What do you do when all your girlfriends are on the verge of delightful motherhood?
You console yourself by doing all the things pregnant girls can't do! Go wild!
Like, buy raw milk at the farmer's market.
Hippie?
Even lowest-common-denominator RealAge published an article suggesting that if you are going to drink milk at all, at least some of its nutritional benefits are destroyed through pasteurization. It may help with allergies. On the flip side, the New York Times depicts devotees as death wishing crazies. But I'm young, I'm single, I have life insurance!
A quart of skim and a quart of whole were both $4.25. A pint of cream was $10. Naturally I got the whole. I figured I could separate my own cream, thanks anyway, nice try.
I was kind of excited by the prospect of un-homogenized milk, ever since I went to the San Mateo country fair last summer. I prefer skim anyway, but was completely converted when I looked at a homemade sign made by a little girl for a 4-H project, explaining how milk is obtained and prepared. She described the milking process and the pasteurization process, and then, just as straightforwardly, explained the homogenization process, which distributes the cream and remaining white blood cells throughout the fluid. White blood cells? You mean pus?
If that doesn't turn you off milk, nothing will. My solution was to stick to skim, in the hopes that nothing was distributed throughout the milk, no pus mixed in with the cream.
It was fun - so olde tymey! - to see the layer of yellowish cream on top of the whiter skim in my glass bottle of milk...only I had no idea how I was supposed to "skim" it off. I don't have a cream skimmer. I can't even do the butter churn on the dance floor. And I've had enough experience pouring things to know that you don't always get the top layer, or the bottom layer, or whatever layer you're trying for. And then I remembered - my gravy separator!

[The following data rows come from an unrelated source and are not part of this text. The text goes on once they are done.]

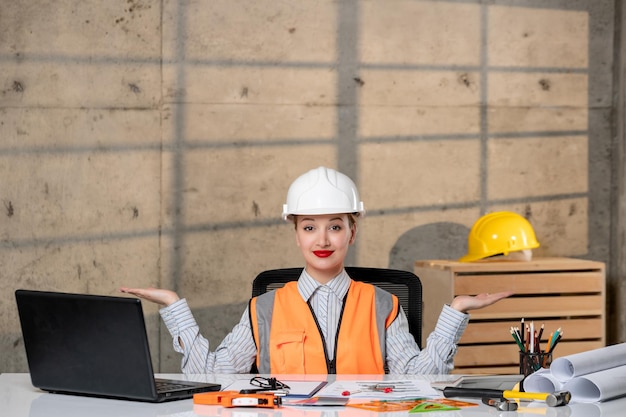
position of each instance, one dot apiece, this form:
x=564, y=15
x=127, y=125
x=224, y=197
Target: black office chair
x=405, y=285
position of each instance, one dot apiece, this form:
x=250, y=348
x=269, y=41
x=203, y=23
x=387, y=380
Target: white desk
x=18, y=398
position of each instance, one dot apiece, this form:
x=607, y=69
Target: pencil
x=519, y=344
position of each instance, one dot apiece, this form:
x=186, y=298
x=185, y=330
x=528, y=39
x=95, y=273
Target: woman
x=325, y=322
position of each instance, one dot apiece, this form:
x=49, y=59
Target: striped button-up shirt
x=237, y=352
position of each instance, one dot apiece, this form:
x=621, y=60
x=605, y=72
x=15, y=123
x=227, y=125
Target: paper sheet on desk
x=404, y=388
x=592, y=376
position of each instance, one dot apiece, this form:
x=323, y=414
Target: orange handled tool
x=236, y=399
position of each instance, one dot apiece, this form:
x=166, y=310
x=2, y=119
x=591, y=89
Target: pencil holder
x=532, y=362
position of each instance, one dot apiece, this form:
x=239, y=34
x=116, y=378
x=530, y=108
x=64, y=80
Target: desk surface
x=20, y=399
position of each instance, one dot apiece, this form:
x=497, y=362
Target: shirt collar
x=338, y=285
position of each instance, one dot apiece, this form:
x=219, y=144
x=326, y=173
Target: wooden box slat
x=559, y=292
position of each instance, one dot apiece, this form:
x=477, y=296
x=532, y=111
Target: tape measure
x=236, y=399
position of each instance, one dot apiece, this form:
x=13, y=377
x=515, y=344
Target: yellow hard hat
x=499, y=233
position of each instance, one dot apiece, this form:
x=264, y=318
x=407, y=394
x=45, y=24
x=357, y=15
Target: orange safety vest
x=289, y=342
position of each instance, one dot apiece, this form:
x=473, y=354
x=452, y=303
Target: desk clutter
x=593, y=376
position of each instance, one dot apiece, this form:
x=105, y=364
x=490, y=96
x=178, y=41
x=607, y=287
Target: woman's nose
x=322, y=238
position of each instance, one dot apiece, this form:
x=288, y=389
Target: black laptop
x=93, y=345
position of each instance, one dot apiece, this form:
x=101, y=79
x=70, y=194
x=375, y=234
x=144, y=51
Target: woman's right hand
x=156, y=295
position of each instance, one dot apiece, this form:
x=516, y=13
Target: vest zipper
x=331, y=365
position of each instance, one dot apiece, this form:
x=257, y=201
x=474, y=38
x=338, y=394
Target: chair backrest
x=403, y=284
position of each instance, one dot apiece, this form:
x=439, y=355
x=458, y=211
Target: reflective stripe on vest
x=289, y=342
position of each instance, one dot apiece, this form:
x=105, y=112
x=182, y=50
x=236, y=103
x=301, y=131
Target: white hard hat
x=322, y=191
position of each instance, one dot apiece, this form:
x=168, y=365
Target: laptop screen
x=77, y=343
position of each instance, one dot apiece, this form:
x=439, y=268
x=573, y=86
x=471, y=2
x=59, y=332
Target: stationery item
x=318, y=401
x=236, y=399
x=402, y=388
x=477, y=381
x=413, y=405
x=531, y=362
x=531, y=356
x=93, y=345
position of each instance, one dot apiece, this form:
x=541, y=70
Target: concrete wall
x=151, y=143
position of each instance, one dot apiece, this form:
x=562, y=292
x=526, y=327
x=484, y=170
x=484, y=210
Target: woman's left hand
x=465, y=303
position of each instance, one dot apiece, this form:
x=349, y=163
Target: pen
x=515, y=337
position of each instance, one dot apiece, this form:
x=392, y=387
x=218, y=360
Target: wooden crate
x=558, y=292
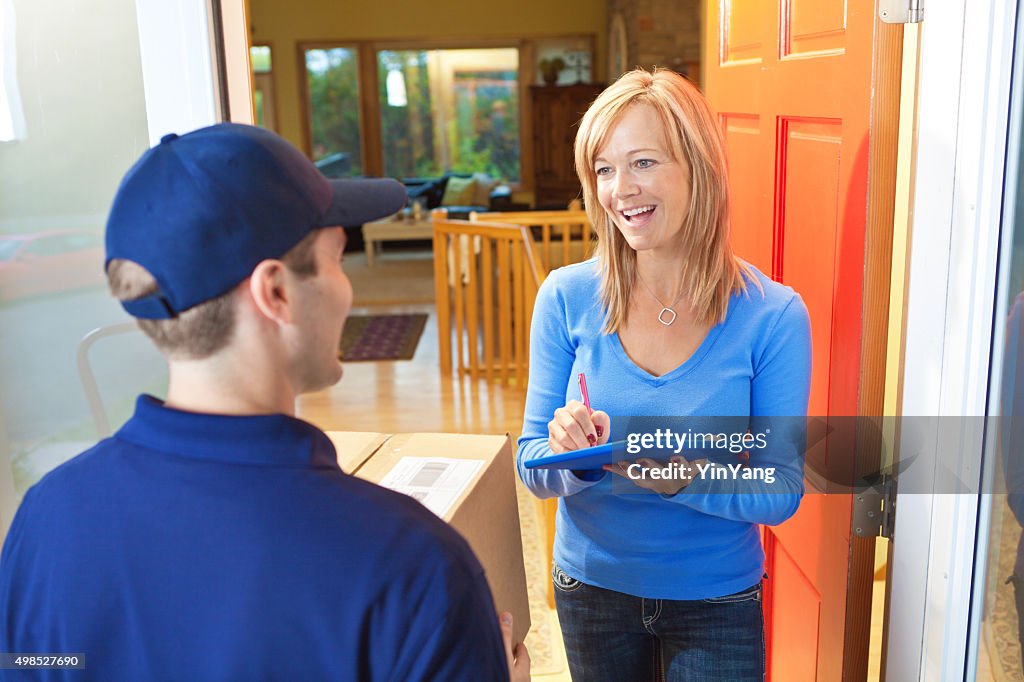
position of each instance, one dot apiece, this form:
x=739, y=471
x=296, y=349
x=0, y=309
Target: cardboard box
x=484, y=511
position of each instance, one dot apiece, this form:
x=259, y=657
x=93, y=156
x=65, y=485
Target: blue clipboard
x=588, y=459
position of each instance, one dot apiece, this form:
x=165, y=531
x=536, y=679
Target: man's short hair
x=205, y=329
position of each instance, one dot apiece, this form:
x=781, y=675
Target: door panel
x=744, y=141
x=792, y=81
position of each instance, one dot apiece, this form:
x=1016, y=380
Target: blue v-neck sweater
x=702, y=542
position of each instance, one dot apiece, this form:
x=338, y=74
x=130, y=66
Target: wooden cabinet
x=556, y=112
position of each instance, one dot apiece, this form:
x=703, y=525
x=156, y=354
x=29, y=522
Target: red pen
x=586, y=400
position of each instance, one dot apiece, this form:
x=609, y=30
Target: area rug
x=381, y=337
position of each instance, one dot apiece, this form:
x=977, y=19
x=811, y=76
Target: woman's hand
x=573, y=427
x=517, y=655
x=667, y=478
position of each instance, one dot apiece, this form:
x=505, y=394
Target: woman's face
x=645, y=192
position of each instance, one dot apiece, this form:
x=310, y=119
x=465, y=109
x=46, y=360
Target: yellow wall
x=284, y=24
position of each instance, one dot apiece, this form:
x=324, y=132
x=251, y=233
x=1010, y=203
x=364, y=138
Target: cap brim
x=359, y=201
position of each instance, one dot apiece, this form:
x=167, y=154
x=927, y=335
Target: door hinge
x=875, y=509
x=901, y=11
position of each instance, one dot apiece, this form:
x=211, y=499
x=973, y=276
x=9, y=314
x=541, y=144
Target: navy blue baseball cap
x=200, y=211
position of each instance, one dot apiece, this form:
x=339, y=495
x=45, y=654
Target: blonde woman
x=665, y=322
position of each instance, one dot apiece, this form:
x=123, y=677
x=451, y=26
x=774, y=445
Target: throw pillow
x=484, y=183
x=460, y=192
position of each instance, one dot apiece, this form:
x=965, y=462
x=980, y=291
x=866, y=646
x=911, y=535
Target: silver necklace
x=665, y=308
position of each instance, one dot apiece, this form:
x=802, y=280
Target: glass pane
x=332, y=76
x=1001, y=633
x=454, y=111
x=82, y=122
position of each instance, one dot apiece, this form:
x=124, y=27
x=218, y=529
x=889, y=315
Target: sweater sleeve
x=779, y=390
x=551, y=356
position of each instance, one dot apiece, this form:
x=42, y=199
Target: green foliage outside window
x=334, y=111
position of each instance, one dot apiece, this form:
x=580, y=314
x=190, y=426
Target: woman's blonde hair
x=712, y=273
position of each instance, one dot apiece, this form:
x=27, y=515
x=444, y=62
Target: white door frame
x=963, y=99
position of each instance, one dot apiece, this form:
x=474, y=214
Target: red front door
x=793, y=83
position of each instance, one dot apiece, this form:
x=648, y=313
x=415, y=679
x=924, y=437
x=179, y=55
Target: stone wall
x=663, y=33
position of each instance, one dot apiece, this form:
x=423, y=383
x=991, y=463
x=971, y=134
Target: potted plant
x=550, y=68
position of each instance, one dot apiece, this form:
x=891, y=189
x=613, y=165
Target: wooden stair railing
x=485, y=281
x=569, y=228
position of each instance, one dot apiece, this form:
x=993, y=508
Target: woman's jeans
x=620, y=638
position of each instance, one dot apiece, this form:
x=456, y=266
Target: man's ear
x=268, y=287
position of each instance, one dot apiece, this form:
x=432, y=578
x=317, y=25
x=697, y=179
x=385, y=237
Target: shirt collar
x=260, y=439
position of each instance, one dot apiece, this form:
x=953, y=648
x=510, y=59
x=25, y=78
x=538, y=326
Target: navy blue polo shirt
x=203, y=547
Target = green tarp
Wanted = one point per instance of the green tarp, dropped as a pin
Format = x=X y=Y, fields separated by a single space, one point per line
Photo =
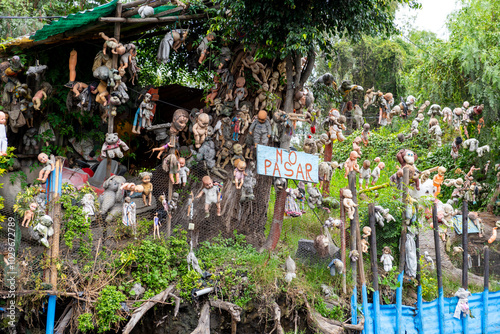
x=73 y=21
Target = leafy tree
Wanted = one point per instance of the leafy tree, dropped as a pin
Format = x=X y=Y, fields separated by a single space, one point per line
x=294 y=29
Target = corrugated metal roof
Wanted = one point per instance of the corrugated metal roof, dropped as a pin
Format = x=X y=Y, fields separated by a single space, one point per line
x=74 y=21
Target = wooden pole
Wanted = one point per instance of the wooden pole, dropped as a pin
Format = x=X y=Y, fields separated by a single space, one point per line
x=438 y=269
x=484 y=316
x=465 y=234
x=327 y=157
x=352 y=186
x=374 y=264
x=343 y=242
x=111 y=118
x=402 y=241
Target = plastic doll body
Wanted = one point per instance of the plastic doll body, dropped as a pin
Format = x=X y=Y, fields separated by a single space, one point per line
x=211 y=192
x=29 y=214
x=38 y=97
x=148 y=188
x=47 y=169
x=183 y=171
x=200 y=129
x=239 y=174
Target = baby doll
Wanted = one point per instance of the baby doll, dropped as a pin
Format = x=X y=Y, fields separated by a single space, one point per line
x=183 y=171
x=387 y=259
x=29 y=214
x=173 y=168
x=3 y=134
x=161 y=149
x=365 y=133
x=351 y=164
x=39 y=96
x=376 y=172
x=438 y=179
x=200 y=129
x=349 y=204
x=364 y=173
x=147 y=186
x=47 y=169
x=355 y=145
x=211 y=191
x=239 y=174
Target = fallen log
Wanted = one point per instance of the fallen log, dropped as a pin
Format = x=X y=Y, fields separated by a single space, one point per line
x=139 y=313
x=233 y=309
x=204 y=321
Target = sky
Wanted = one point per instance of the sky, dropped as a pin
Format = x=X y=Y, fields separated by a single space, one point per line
x=431 y=17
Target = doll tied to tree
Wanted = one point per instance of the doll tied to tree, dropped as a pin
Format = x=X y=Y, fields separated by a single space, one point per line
x=48 y=168
x=211 y=192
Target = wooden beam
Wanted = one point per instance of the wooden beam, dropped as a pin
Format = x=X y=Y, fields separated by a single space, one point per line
x=153 y=19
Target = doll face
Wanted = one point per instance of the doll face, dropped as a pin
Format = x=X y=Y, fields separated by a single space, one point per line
x=43 y=158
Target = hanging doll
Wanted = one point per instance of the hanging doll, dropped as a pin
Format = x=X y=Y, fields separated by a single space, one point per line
x=291 y=207
x=239 y=174
x=387 y=259
x=48 y=168
x=212 y=195
x=147 y=186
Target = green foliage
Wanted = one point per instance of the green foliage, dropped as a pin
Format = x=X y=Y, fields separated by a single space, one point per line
x=335 y=312
x=85 y=322
x=108 y=308
x=428 y=281
x=76 y=225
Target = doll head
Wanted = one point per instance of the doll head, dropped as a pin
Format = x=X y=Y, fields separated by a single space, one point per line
x=262 y=116
x=207 y=182
x=240 y=82
x=43 y=158
x=241 y=165
x=203 y=120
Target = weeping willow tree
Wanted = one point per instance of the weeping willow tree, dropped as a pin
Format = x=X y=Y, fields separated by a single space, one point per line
x=467 y=66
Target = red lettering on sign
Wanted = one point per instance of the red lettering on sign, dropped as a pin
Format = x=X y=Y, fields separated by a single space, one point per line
x=266 y=162
x=288 y=170
x=276 y=168
x=308 y=169
x=299 y=171
x=279 y=153
x=290 y=154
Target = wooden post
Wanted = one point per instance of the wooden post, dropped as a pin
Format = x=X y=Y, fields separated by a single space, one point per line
x=55 y=213
x=327 y=158
x=374 y=264
x=343 y=241
x=465 y=235
x=484 y=316
x=438 y=269
x=402 y=241
x=352 y=187
x=111 y=118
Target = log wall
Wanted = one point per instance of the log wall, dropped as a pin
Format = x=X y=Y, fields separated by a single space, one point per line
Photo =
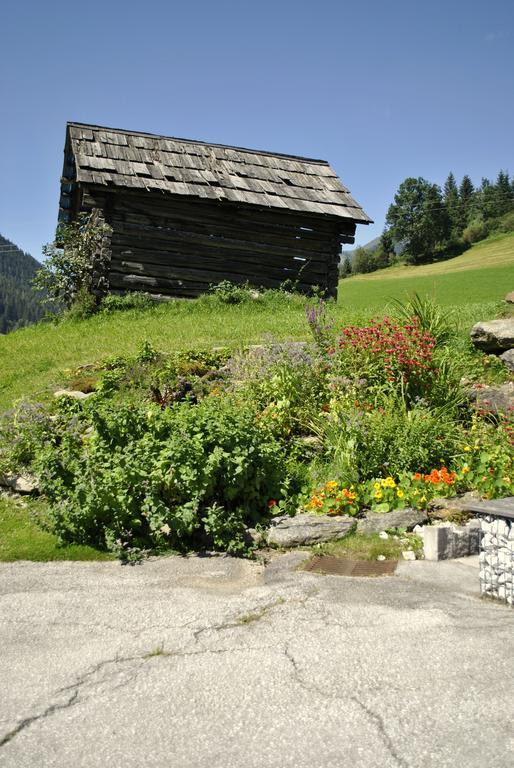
x=179 y=247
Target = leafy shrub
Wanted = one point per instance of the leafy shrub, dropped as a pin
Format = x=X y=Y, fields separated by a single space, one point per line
x=232 y=293
x=431 y=317
x=362 y=441
x=286 y=382
x=68 y=272
x=119 y=302
x=321 y=323
x=475 y=231
x=23 y=431
x=181 y=477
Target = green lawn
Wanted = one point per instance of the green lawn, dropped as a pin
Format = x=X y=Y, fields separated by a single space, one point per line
x=21 y=538
x=34 y=359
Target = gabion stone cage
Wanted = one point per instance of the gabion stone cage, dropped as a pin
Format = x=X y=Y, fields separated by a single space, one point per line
x=497 y=558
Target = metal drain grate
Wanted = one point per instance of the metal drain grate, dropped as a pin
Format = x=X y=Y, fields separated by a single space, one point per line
x=339 y=567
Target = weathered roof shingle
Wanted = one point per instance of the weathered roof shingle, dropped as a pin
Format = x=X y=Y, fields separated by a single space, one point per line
x=108 y=156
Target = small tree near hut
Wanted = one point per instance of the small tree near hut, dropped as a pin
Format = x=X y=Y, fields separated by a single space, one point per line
x=74 y=263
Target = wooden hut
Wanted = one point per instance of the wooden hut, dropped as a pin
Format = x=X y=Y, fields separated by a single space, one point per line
x=187 y=214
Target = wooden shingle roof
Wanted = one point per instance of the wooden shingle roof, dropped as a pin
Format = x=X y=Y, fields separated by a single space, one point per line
x=108 y=156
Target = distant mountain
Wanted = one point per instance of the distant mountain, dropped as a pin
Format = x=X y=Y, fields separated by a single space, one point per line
x=19 y=304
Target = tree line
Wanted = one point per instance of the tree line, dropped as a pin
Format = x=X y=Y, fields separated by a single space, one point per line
x=428 y=223
x=19 y=304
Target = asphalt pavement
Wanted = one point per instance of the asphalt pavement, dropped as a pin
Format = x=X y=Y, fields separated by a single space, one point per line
x=221 y=663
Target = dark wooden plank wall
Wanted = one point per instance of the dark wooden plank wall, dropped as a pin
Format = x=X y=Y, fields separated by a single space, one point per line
x=180 y=247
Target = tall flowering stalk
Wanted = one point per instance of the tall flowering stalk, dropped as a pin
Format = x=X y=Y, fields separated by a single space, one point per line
x=320 y=323
x=388 y=352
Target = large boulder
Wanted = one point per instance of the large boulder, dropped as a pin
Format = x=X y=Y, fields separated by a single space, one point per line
x=494 y=336
x=508 y=359
x=307 y=529
x=20 y=483
x=442 y=509
x=408 y=518
x=493 y=399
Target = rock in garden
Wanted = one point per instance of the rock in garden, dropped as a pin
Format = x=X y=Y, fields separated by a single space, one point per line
x=442 y=509
x=445 y=541
x=493 y=399
x=508 y=359
x=75 y=394
x=494 y=335
x=254 y=537
x=307 y=529
x=375 y=522
x=22 y=483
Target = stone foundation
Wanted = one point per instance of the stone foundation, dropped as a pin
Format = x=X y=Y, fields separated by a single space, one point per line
x=497 y=558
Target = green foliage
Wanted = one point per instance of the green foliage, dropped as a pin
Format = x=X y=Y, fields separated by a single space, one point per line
x=19 y=305
x=23 y=535
x=362 y=261
x=23 y=430
x=476 y=230
x=114 y=302
x=232 y=293
x=438 y=322
x=345 y=267
x=388 y=355
x=418 y=219
x=68 y=271
x=142 y=476
x=362 y=441
x=430 y=227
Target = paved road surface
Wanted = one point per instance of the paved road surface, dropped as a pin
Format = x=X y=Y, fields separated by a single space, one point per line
x=215 y=663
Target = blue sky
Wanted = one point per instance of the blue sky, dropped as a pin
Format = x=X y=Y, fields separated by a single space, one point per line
x=383 y=90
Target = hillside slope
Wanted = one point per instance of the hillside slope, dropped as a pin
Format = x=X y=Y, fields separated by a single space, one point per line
x=484 y=273
x=18 y=302
x=34 y=359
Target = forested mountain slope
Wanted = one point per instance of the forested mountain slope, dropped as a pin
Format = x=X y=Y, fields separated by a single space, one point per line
x=18 y=303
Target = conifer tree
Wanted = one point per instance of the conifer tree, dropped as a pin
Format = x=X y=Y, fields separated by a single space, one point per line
x=451 y=201
x=466 y=193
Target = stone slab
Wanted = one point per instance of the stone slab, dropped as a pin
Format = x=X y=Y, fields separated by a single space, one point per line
x=494 y=335
x=307 y=529
x=399 y=518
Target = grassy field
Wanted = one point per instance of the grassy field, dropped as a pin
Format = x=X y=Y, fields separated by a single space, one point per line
x=34 y=359
x=22 y=539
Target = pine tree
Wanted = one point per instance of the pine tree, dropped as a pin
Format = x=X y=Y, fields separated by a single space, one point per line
x=466 y=193
x=418 y=220
x=451 y=201
x=504 y=196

I poured about half the bottle into the separator, only couldn't see the clearly delineated cream layer anymore. So I put it in the fridge, and lo, what was left in the bottle sure looked like skim milk. I had a small glass. Would it taste strange and funky like that time I got 16 ounces of goat milk yogurt? Would it taste "ethereal" like the milk in that New York Times article?
I have to be honest with you. It just tasted like milk. Skim milk.
Pregnant ladies can relax. You're not missing anything over here.
I think I'll go pour myself a cocktail, light a cigarette, have some sushi and dye my hair.
I've been tempted to figure out how they turn a little green soybean into the "milk" I buy in such large quantities at Costco... but I'm assuming the result would not be an increased love for the substance. Cow pus is probably healthier than whatever chemical process makes the happy little beans into the vanilla-y white liquid I usually drink.
Posted by: boots | January 22, 2009 at 02:07 PM
Huh, that's actually pretty interesting and sciencey! And now I'm totally craving milk... pus and all!
Posted by: Angela Noelle | January 22, 2009 at 07:42 PM
I think cow milk is gross anyway. I mean, even if you don't know about the pus, just think about what you're doing.
I think I'd rather stay in the dark about soy milk, too.